Do świeżych informacji na temat Androida O dotarł serwis VentureBeat. Niektóre z funkcji, nad którymi aktualnie pracuje Google mogą pomóc dogonić Apple w wykorzystaniu mechanizmów sztucznej inteligencji na platformie iOS.
Jedno z nowych rozwiązań o nazwie Copy Less, jak wskazuje na to sama nazwa, ma zautomatyzować i uprościć kopiowanie treści między poszczególnymi aplikacjami. Przykład z życia wzięty: podczas rozmowy na komunikatorze ze znajomym, znajdując w innej aplikacji miejsce do zjedzenia posiłku, Copy Less zasugeruje nam wklejenie gotowego adresu restauracji.
Google Pixel XL fot. Bartłomiej Pawlak
Inna z nowości zakłada inteligentne odnośniki w treści wiadomości, których naciśnięcie powoduje przekierowanie do odpowiedniej aplikacji w systemie. Tu również Google pozostaje daleko w tyle za Apple. Takie rozwiązanie od pewnego czasu funkcjonuje już na platformie iOS. Jeśli Android rozpozna adres uruchomi mapy, dla numeru telefonu wywoła klawiaturę numeryczną, zaś przy dacie pozwoli szybko dodać ją do kalendarza.
VentureBeat wspomina również o obsłudze rysowania gestów z poziomu nowego Androida do uruchamiania konkretnych aplikacji. Rozwiązanie nie jest nowe i część producentów stosuje je już w swoich smartfonach. Google wydaje się jednak zwracać uwagę na potencjał funkcji.

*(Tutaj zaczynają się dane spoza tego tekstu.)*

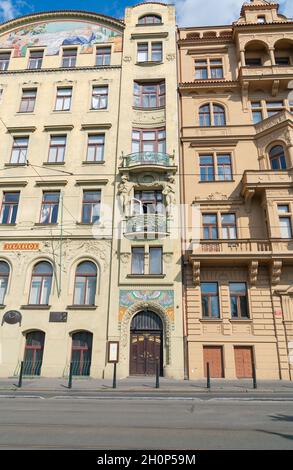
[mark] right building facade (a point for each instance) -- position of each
(236, 130)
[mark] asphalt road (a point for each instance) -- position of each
(150, 423)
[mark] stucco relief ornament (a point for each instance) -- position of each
(124, 190)
(169, 193)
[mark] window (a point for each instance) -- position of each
(210, 300)
(210, 226)
(211, 114)
(35, 59)
(238, 300)
(103, 56)
(208, 69)
(28, 101)
(223, 170)
(137, 260)
(256, 108)
(157, 51)
(149, 95)
(224, 167)
(142, 52)
(85, 284)
(285, 221)
(9, 208)
(41, 284)
(228, 222)
(100, 97)
(4, 60)
(4, 276)
(91, 204)
(149, 140)
(277, 158)
(95, 148)
(57, 148)
(153, 53)
(150, 19)
(49, 208)
(69, 58)
(19, 150)
(207, 172)
(63, 99)
(156, 260)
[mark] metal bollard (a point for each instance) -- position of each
(208, 376)
(114, 375)
(70, 375)
(157, 375)
(20, 375)
(254, 376)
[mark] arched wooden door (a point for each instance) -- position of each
(146, 344)
(81, 354)
(33, 353)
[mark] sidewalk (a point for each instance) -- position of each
(141, 384)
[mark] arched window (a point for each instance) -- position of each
(150, 19)
(212, 115)
(277, 158)
(4, 276)
(85, 284)
(41, 284)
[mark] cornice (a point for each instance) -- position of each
(57, 14)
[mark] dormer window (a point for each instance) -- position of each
(261, 19)
(150, 19)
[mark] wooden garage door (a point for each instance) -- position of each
(243, 361)
(214, 356)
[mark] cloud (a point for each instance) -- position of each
(216, 12)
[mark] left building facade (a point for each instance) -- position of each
(60, 89)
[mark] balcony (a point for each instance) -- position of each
(146, 226)
(148, 160)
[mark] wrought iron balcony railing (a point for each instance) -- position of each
(148, 158)
(147, 226)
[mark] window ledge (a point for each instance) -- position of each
(35, 307)
(146, 276)
(81, 307)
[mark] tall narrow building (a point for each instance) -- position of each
(237, 181)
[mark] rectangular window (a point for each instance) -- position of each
(285, 221)
(57, 148)
(210, 226)
(9, 208)
(49, 208)
(210, 300)
(4, 60)
(156, 260)
(228, 222)
(35, 59)
(206, 164)
(103, 56)
(238, 300)
(95, 148)
(69, 58)
(91, 205)
(224, 167)
(149, 95)
(63, 99)
(142, 52)
(153, 140)
(19, 150)
(100, 97)
(28, 101)
(157, 52)
(137, 260)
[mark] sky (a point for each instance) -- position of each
(189, 12)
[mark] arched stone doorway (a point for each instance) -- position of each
(146, 343)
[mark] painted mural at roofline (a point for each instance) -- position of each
(55, 34)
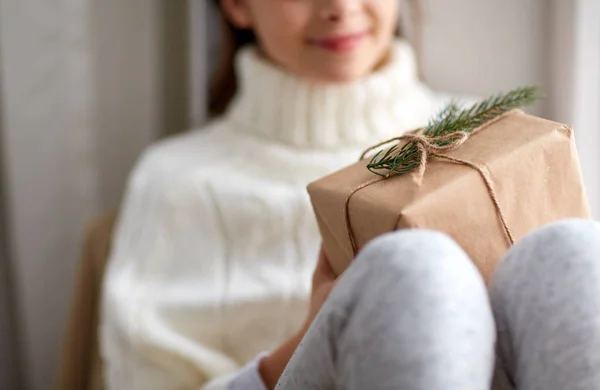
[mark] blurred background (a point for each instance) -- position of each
(85, 85)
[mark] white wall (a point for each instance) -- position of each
(79, 95)
(482, 47)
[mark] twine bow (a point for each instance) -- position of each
(434, 146)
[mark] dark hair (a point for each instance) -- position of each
(224, 82)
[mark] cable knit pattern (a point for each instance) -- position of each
(216, 242)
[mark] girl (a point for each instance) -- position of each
(209, 282)
(216, 243)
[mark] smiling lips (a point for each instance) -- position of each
(340, 43)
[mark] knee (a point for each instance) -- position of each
(567, 250)
(431, 257)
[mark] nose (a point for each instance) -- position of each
(338, 10)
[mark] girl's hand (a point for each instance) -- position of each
(271, 366)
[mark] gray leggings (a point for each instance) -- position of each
(413, 313)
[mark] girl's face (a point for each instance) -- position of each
(323, 40)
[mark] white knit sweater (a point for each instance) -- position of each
(216, 243)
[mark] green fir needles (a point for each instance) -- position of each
(451, 120)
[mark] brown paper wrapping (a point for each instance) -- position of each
(533, 164)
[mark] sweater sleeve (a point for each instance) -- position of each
(162, 325)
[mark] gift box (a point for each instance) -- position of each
(486, 190)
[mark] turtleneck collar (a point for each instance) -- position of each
(276, 105)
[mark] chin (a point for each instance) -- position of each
(341, 76)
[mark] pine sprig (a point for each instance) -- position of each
(399, 160)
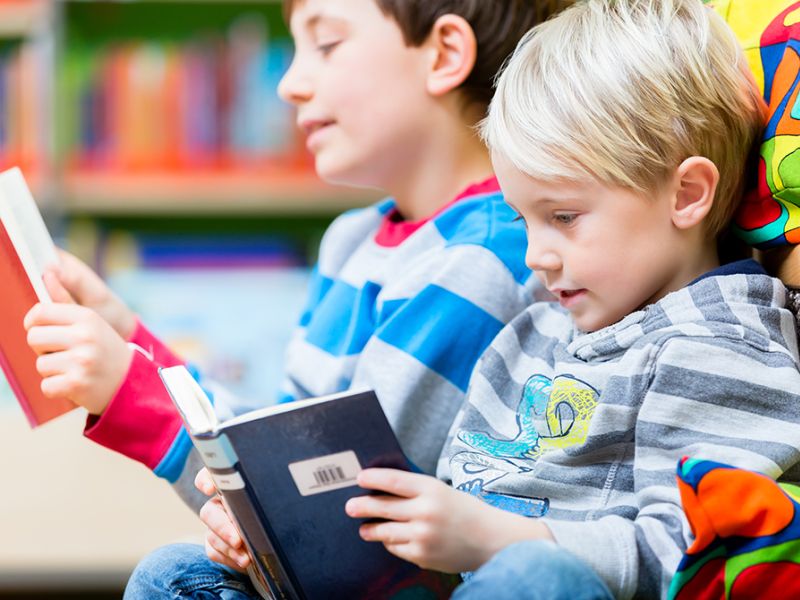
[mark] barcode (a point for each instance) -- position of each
(329, 475)
(325, 473)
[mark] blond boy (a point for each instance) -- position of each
(406, 294)
(623, 150)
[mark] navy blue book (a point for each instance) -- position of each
(285, 473)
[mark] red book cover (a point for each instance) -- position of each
(17, 359)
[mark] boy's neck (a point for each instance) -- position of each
(449, 159)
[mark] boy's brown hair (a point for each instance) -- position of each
(498, 26)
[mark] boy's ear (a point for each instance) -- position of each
(696, 181)
(454, 50)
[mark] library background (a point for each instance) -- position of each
(154, 141)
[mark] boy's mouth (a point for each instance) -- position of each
(568, 298)
(311, 126)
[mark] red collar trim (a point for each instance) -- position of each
(393, 230)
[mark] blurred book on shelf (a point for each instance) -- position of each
(207, 102)
(25, 88)
(228, 303)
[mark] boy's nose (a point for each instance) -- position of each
(538, 258)
(294, 87)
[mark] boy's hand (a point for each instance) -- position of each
(81, 358)
(433, 525)
(223, 542)
(87, 289)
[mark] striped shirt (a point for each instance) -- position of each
(402, 308)
(586, 430)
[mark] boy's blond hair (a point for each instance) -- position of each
(623, 91)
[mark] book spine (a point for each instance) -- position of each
(220, 459)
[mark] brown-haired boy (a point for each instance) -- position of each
(407, 293)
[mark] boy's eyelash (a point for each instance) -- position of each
(565, 218)
(326, 48)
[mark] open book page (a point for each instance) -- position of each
(192, 402)
(26, 229)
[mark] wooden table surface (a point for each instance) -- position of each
(74, 515)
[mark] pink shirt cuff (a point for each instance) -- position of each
(140, 421)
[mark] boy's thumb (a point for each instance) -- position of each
(57, 291)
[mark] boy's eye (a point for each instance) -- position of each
(325, 49)
(565, 218)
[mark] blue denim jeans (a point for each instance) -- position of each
(184, 571)
(537, 570)
(524, 571)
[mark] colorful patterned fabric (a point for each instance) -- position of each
(769, 31)
(747, 535)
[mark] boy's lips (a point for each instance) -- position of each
(312, 128)
(568, 298)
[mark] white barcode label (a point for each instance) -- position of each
(326, 473)
(228, 481)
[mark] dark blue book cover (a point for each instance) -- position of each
(299, 467)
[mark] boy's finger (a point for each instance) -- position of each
(57, 386)
(50, 339)
(219, 544)
(390, 508)
(204, 482)
(388, 533)
(393, 481)
(53, 363)
(54, 314)
(216, 518)
(57, 291)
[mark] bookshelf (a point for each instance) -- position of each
(135, 119)
(170, 107)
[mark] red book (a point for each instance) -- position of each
(26, 249)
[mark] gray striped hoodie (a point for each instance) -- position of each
(585, 430)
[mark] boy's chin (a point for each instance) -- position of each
(339, 174)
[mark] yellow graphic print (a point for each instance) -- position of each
(552, 415)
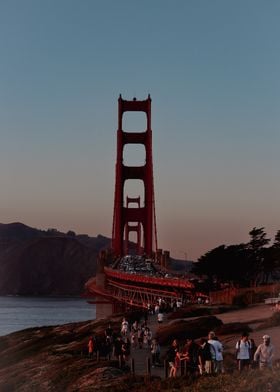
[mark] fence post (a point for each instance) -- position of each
(166, 368)
(148, 366)
(132, 366)
(182, 367)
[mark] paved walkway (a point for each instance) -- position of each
(247, 315)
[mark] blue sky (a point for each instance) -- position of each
(212, 69)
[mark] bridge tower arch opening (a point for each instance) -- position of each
(141, 219)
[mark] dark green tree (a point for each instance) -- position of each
(258, 264)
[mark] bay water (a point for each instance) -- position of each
(17, 313)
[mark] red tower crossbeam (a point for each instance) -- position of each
(123, 215)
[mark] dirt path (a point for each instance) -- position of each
(248, 315)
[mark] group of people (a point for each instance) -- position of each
(202, 357)
(118, 345)
(206, 355)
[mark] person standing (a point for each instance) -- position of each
(155, 351)
(243, 352)
(217, 357)
(205, 357)
(264, 353)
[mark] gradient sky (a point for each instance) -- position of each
(212, 69)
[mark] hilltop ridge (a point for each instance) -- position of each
(38, 262)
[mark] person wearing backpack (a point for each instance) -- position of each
(243, 352)
(217, 355)
(264, 353)
(205, 357)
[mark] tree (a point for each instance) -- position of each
(258, 267)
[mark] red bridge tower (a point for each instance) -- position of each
(128, 218)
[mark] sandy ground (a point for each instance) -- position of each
(248, 315)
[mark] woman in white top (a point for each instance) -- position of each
(243, 352)
(264, 353)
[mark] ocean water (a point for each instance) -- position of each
(18, 313)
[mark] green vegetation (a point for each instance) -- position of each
(244, 265)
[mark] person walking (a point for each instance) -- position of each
(205, 357)
(264, 353)
(218, 352)
(243, 352)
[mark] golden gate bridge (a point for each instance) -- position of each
(127, 275)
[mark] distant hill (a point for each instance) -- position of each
(182, 266)
(38, 262)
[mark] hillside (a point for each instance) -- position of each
(36, 262)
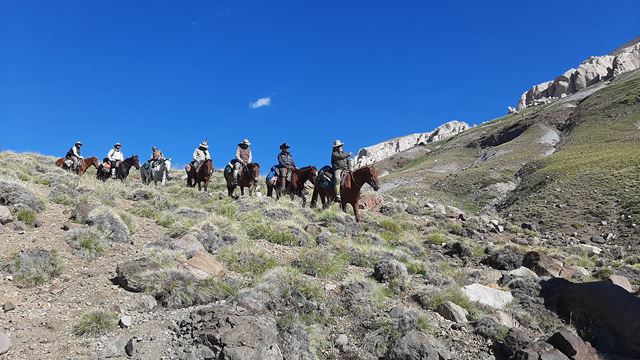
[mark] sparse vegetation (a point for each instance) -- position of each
(95, 323)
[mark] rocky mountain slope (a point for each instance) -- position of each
(378, 152)
(516, 239)
(592, 71)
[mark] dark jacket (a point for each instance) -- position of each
(285, 159)
(339, 160)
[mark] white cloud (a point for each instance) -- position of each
(261, 102)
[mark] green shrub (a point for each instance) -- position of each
(321, 263)
(27, 216)
(273, 234)
(437, 238)
(99, 322)
(246, 258)
(455, 228)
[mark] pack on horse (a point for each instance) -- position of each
(156, 171)
(349, 189)
(200, 176)
(122, 168)
(247, 178)
(85, 164)
(296, 186)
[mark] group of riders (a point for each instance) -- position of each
(284, 168)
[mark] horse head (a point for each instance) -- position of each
(135, 162)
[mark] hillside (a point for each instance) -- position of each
(492, 244)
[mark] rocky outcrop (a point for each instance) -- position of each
(375, 153)
(591, 71)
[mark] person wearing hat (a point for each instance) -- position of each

Czytaj też: Era PC zaraz się skończy. Ten wykres to dowód na dominację Androida
Konferencja Google I/O, na której być może zobaczymy już w akcji Androida O odbędzie się w dniach 15 - 18 maja. Najprędzej pierwsza wersja testowa trafi w ręce dość ograniczonego grona - posiadaczy smartfonów z serii Pixel oraz Nexus.